Perspectiva dos desenvolvedores de Dapps/Protocolos/Rollups
Querem: uma rede segura, escalável e mais barata que o Ethereum para rodar as aplicações.
Solução: oferecer recompensas diretamente para validadores do Ethereum através da Eigen e ter um serviço mais focado às suas necessidades.
Operators, os validadores da EigenLayer
Querem: validar a rede e ganhar suas recompensas, que geralmente são um APR de 5%, possivelmente aumentando os retornos.
Solução: dar opt-in e validar também para a Eigen, seguindo mesmos padrões de custo e tecnologia
Delegators, os stakers da Eigen
Querem: delegar para um validador fazer o trabalho tecnicamente complexo, porém ganhar mais, cerca de 3,5% APR em ETH.
Solução: dar um opt-in para que seu saldo em ETH delegado forneça segurança para a rede Ethereum, ao mesmo tempo em que fornece segurança para os desenvolvedores da Aplicação A ou do Protocolo B, dentro das opções presentes na Eigen e em seu validador.
Exemplo de stakers fazendo stake diretamente na Beacon Ether e outros provedores que oferecem o serviço de liquid staking:
É interessante ver aqui que o validador teria a opção de validar outra rede como Cosmos, Osmosis ou qualquer outra, e ganhar rendimentos mais altos. No entanto, ele confia e aprecia Ethereum no longo prazo, então prefere ganhar menos, porém em um ativo mais forte.
Assim, a EigenDA oferece não uma rede ou token alternativo, mas um “opt-in” para continuar validando em Ethereum com mesmos requisitos e regras. Ao adicionar serviços da Eigen, ganha-se mais recompensas sem um aumento muito significativo dos riscos ou variação tecnológica.
EigenLayer
Querem: que todo o sistema funcione de forma autônoma, sem precisar intervir. Porém, se algo der errado, quer ter a chance de agir.
Solução: o Veto Committee é uma solução similar a uma votação através de uma carteira multiassinatura, onde um conselho define se houve erro ou mau comportamento e, quando necessário, conseguem fazer algo chamado “Reverse Slashing”.
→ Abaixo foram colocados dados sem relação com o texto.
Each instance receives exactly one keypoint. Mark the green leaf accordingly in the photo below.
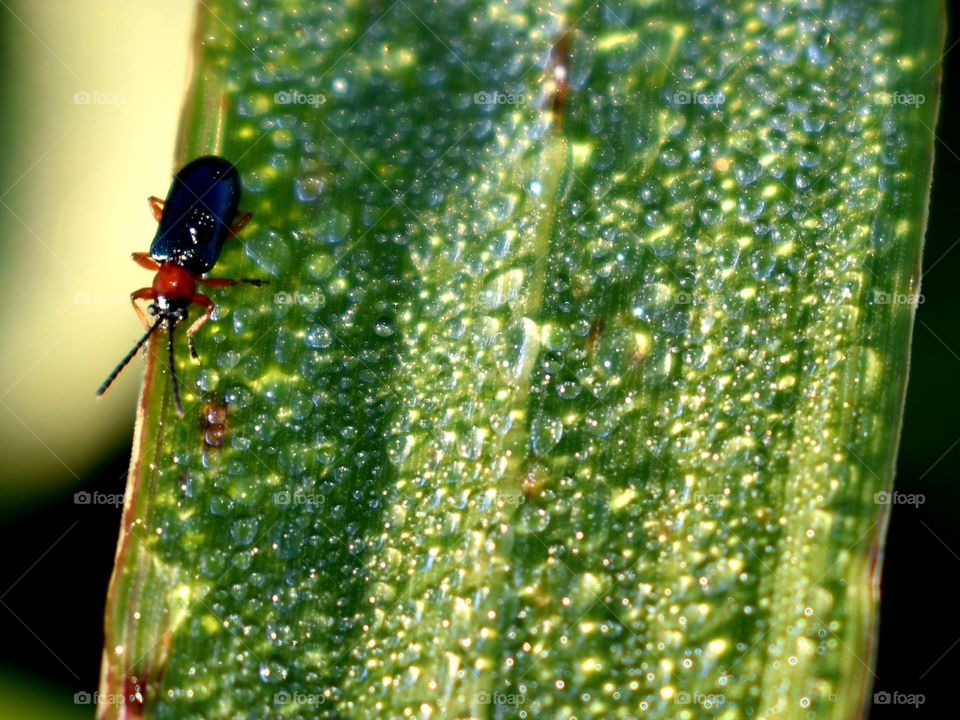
(579, 375)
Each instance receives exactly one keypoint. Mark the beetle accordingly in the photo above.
(198, 215)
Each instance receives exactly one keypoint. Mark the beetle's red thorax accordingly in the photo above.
(175, 283)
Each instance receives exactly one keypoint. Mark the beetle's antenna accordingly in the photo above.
(126, 360)
(173, 372)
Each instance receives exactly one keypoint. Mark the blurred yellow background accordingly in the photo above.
(91, 95)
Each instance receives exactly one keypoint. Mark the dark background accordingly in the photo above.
(62, 596)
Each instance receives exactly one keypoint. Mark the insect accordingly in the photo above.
(199, 214)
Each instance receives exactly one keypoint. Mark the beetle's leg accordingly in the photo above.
(156, 206)
(145, 261)
(142, 294)
(241, 221)
(227, 282)
(207, 304)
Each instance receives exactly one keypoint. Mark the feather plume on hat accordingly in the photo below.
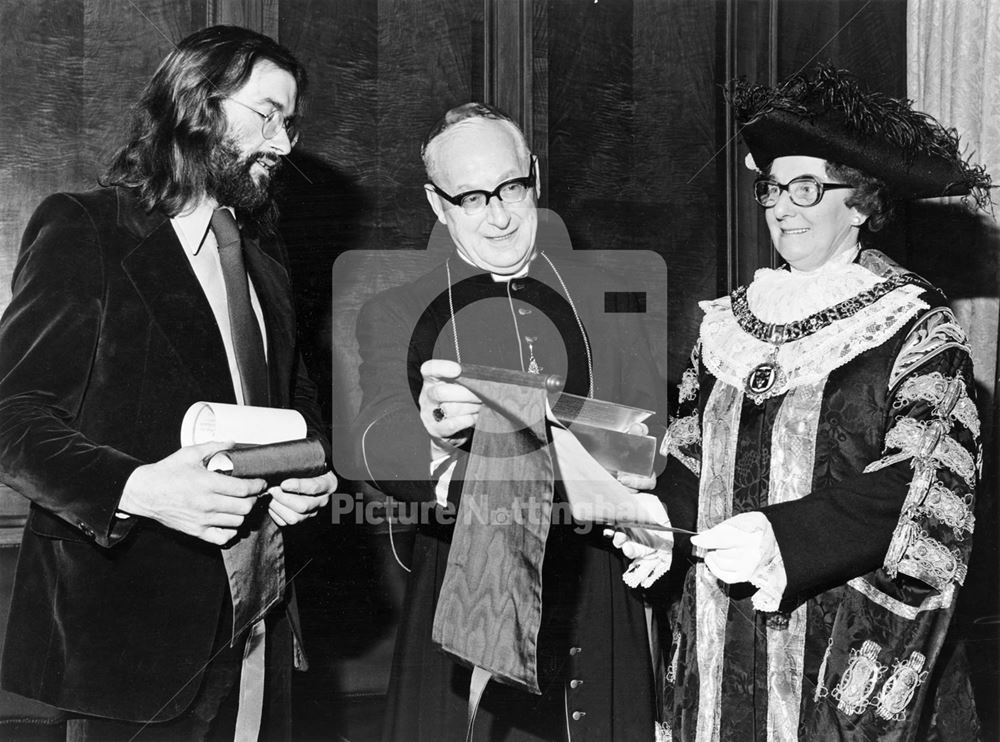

Apesar de toda a estrutura de restaking aparentar ser uma boa oferta, existem riscos significativos.
Riscos
Elencando rapidamente os principais riscos, são eles:
Essencialmente o staker delega seus ETH ao Validador que, por sua vez, pode se comportar mal e sofrer slashing. Consequentemente, o staker pode perder suas recompensas, ou até mesmo seus fundos em stake;
A aplicação do desenvolvedor pode conter erros e julgar maus operadores, novamente acarretando em slashing. Desta vez, no entanto, não seria um caso de mau comportamento, mas um bug no sistema de qualificação de comportamento, resultando em prejuízo para o staker;
Centralização de poder na mão de um conselho que pode agir em desinteresse aos participantes e regras propostas na rede.
Conclusão
EigenLayer traz uma nova camada de complexidade e também de possibilidades para escalar ainda mais o ecossistema de Ethereum, agindo de forma comparável com uma variação de blockchain de segunda camada. A diferença é que, ao mesmo tempo, a EigenLayer pode fornecer certos serviços a essas redes.
Trata-se de uma poderosa adição para desenvolvedores, validadores e stakers para criação de novas soluçõe. Além disso, aumenta a recompensa de todos os participantes, diminuindo custos e aumentando potencial.
É importante lembrar, entretanto, que a EigenLayer também tem uma série de riscos atrelados a ela.
De qualquer forma, toda a complexidade e sofisticação colocam a EigenLayer como uma das mais inovadoras e poderosas soluções de 2024, acumulando quase US$ 11 bilhões em valor total alocado no momento da escrita deste relatório.
Antes de terminar, gostaríamos de lembrar que o conteúdo discutido aqui é estritamente informativo e destinado a fomentar a discussão geral. Não deve ser interpretado como recomendação financeira, fiscal ou conselho de vida para qualquer indivíduo. Encorajamos fortemente que você faça sua própria pesquisa e consulte profissionais qualificados.